Four alerts were heard — at 7:33 a.m., 7:49 a.m., 7:55 a.m. and 8:07 a.m. The alerts came from the National Emergency Alert System, which originates its signal with the Illinois Emergency Management Agency in Springfield.
With each alert, a message scrolled across television screens that read, "The Emergency Action Notification Network has issued an emergency action notification for the United States, beginning at ..."
Radio stations and TV stations both had the warning tone for about a minute, but radio stations had no audio. The alerts are designed to override the local audio and video in case of a national emergency.
Jim Lawrence, director of operations and engineering for WGEM in Quincy, said he talked this morning with representatives with IEMA who assured him there was no emergency.
"Apparently, there's some kind of test being run that shouldn't be going out," Lawrence said. "(IEMA) is getting besieged with phone calls from all over the state."
Lawrence said a representative from Chicago with the Illinois Emergency Alert System told him that he believed the glitch was part of a test of satellite receivers linking state emerency management agencies with the Federal Emergency Management Agency in Washington, D.C.
Rather than a test code being sent to the satellites, Lawrence said he was told that the presidential code was sent instead.
WGEM is the originating source for the alerts, which are then sent to radio stations in West-Central Illinois.

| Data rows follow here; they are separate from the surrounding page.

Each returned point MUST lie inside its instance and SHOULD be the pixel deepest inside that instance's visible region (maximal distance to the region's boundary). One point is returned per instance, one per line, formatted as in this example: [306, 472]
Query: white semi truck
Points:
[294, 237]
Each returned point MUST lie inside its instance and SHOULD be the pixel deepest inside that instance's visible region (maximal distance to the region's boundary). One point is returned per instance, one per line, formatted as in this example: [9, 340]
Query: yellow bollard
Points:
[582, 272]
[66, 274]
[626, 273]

After the fourth alert, Lawrence disabled the system.
"We've had probably 50 calls this morning at least, and we're still getting them," he said.
Mike Moyers, general manager for STARadio in Quincy, says neither KGRC, licensed in Hannibal, Mo., or KZZK, licensed in New London, Mo., received the alerts, but the three local stations licensed in Illinois — WCOY, WTAD and WQCY — did.

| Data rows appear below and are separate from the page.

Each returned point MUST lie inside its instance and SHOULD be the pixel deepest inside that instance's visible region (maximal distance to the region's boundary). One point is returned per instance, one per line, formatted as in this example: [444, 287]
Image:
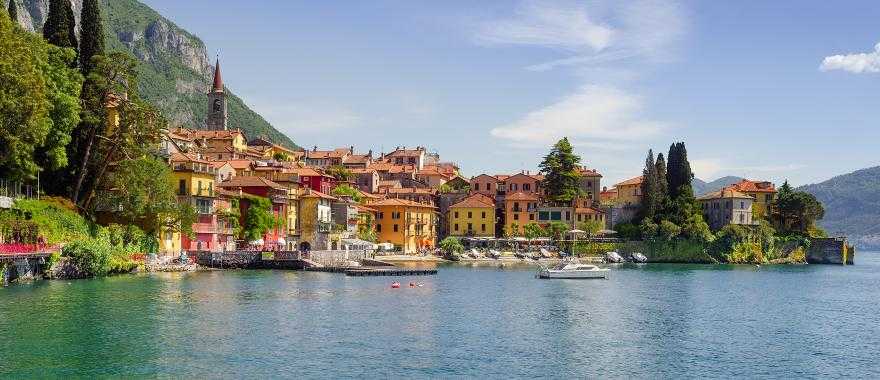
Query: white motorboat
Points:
[572, 268]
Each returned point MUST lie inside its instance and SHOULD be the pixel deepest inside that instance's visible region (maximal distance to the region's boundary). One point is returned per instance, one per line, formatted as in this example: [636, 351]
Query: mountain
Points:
[175, 71]
[852, 206]
[702, 187]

Moyers said he went on WTAD at about 8 this morning to let listeners know there was no emergency.
"Our live lines were going wild, and we had some people who were alarmed," he said. "The upside of all of this is, well, at least we know it works."

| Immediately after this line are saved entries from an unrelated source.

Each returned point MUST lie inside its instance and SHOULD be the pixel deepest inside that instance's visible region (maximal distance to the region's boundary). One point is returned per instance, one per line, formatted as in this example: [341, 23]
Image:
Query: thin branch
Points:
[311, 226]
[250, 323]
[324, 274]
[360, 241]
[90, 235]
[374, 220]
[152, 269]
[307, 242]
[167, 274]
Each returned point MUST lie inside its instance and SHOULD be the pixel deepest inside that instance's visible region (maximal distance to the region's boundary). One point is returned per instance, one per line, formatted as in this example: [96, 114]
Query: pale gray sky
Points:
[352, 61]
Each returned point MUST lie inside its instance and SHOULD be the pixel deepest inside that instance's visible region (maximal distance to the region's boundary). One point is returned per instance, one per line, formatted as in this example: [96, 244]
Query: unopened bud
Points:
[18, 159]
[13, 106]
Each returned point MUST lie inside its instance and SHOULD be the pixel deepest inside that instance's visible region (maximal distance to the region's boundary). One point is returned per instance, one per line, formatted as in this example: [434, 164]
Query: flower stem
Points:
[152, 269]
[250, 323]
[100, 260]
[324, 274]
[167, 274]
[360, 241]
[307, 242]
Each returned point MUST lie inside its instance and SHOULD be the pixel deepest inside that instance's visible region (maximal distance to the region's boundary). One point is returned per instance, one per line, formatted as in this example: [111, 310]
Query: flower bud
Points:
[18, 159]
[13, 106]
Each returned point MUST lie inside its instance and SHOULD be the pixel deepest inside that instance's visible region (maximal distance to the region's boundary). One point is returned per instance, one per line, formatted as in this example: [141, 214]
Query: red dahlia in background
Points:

A press release sent late this morning by IEMA said the satellite warning system was installed in Illinois on Monday. The federal government hoped to conduct a test of the new system this morning, but rather than being an internal test, the message was sent to broadcast stations.
"At this time, we don't know why the federal government used a 'hot' or active code rather than a test cost when they sent out this test message," said Andrew Velasquez III, director of IEMA, in the press release.
The EAS system replaced the former Emergency Broadcast System. It can be activated by the federal government, by states or by the National Weather Service.
Lawrence says the IEMA system does normal weekly tests — WGEM does one of its own, and IEMA does one. Also, IEMA does a test on the first Tuesday of each month at varying times. Each of those alerts has audio that tells listeners that it is a test.
On the IEMA Web page, its mission statement reads, "To protect the State of Illinois through integrated approaches of Emergency Management and Homeland Security. To prepare for, respond to, mitigate against, and recover from emergencies and disasters, or acts of terrorism."